The Collision operator can be used to collide particles with scene geometry.
The Collider operator supports static/deforming geometry objects, as well as built-in Deflector/SDeflector spacewarps.
Enable ground collider: when enabled, a virtual ground collider will be created, allowing particles to bounce off the ground without the need for an actual ground collider object in the scene.
Z-offset: the distance along the Z-axis of the scene to offset the ground collider.
Absolute radius: the collision radius of each particle will be set to a specific value.
Radius: the specific collision radius value.
Shape radius: the collision radius of each particle will be set to each particle’s shape mesh radius.
Scale radius: the collision radius of each particle will be set to each particle’s maximum scale dimension.
Multiplier: the multiplier to apply to shape/scale radius values.
Collides: the test condition will be satisfied as soon as a particle collides with a collider object.
Collides multiple times: the test condition will be satisfied as soon as a particle collides with a collider a specified number of times.
Count: the number of times a particle must hit a collider in order to satisfy the test condition.
Bounce: Particles will bounce off colliders.
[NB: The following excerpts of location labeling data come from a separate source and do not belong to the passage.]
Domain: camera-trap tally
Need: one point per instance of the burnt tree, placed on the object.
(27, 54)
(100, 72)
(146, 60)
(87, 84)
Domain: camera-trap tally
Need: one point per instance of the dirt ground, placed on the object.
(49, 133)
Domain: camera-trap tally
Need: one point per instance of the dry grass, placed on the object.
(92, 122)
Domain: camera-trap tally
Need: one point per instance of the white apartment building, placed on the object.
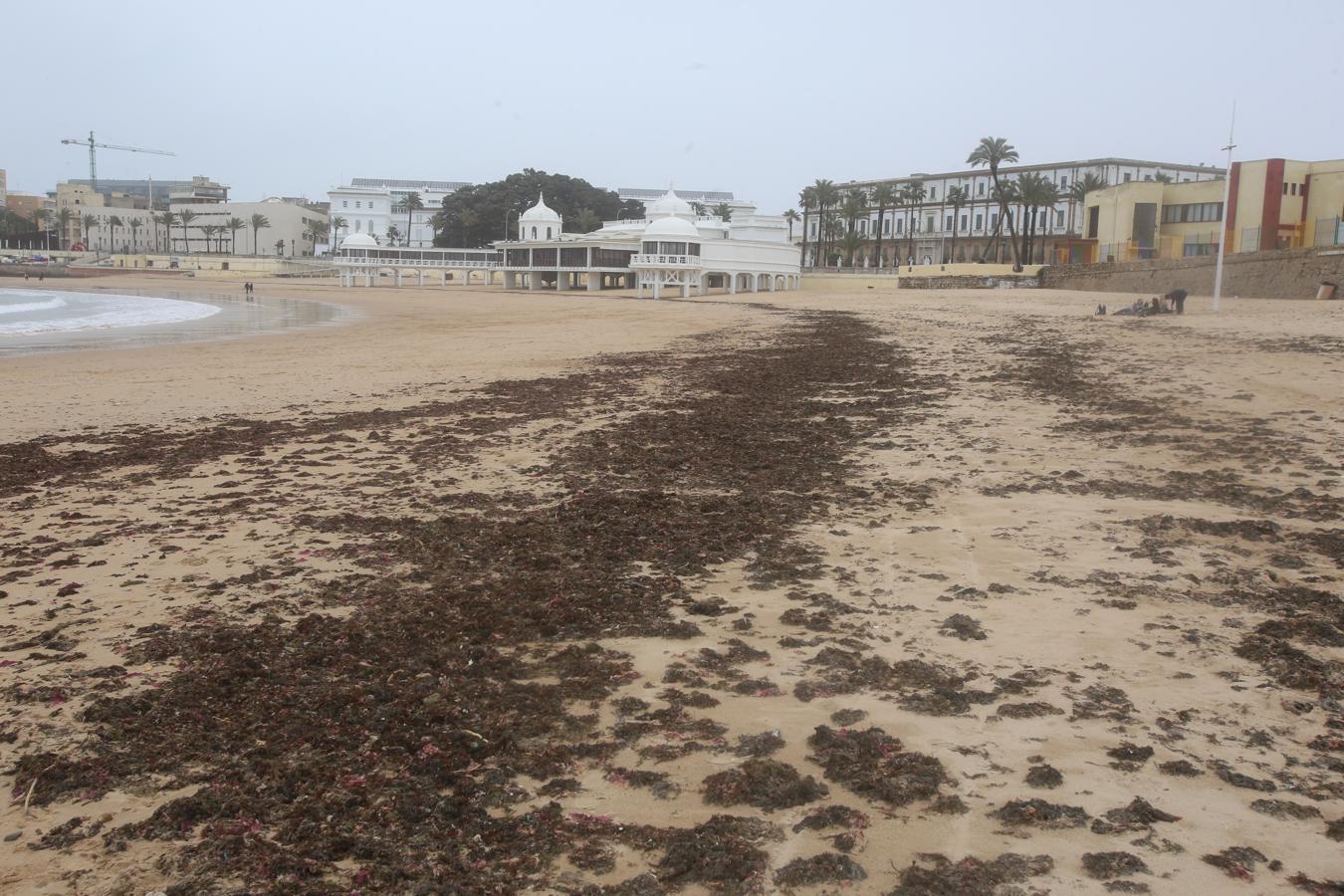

Continue: Particle will not be affected by colliders (but may still satisfy the test condition).
Collide with front faces: particles will only collide with the fronts of faces.
Collide with back faces: particles will only collide with the backs of faces.
Collide with both: particles will collide with fronts and backs of faces.
Pass-Through %: controls the number of particles that are allowed to pass through the collider.
Bounce %: the bounce velocity of particles, relative to their travel velocity.
Diverge %: the percentage of divergence to apply to bounce vectors.
Threshold: particles whose travel velocity magnitude is below this value will not bounce.
Friction %: the friction applied to particles, relative to their travel velocity.
Threshold: particles whose travel velocity magnitude is below this value will be treated with 100% friction.
Inherit %: the percentage of collider surface velocity that particles will inherit.
Values above 0 help prevent floating-point precision errors during collision detection calculations. Values that are too large will create visible jittering artifacts.
Use this setting in combination with a Spawn operator to spawn child particles at each collision point.
In order: the operator will evaluate in order with its surrounded operators.
After secondary solvers: the operator will evaluate at the end of the simulation step, after secondary solvers (bind, wobble, etc) have computed their velocities.
For accurate collisions, the operator should evaluate after secondary solvers (since those solvers may inject velocities into the simulation which will affect collisions). However, in certain circumstances you may not want the operator to evaluate after secondary solvers (if you’re using the operator to immediately send particles to another event). In that case, “in order” should be selected as the timing method.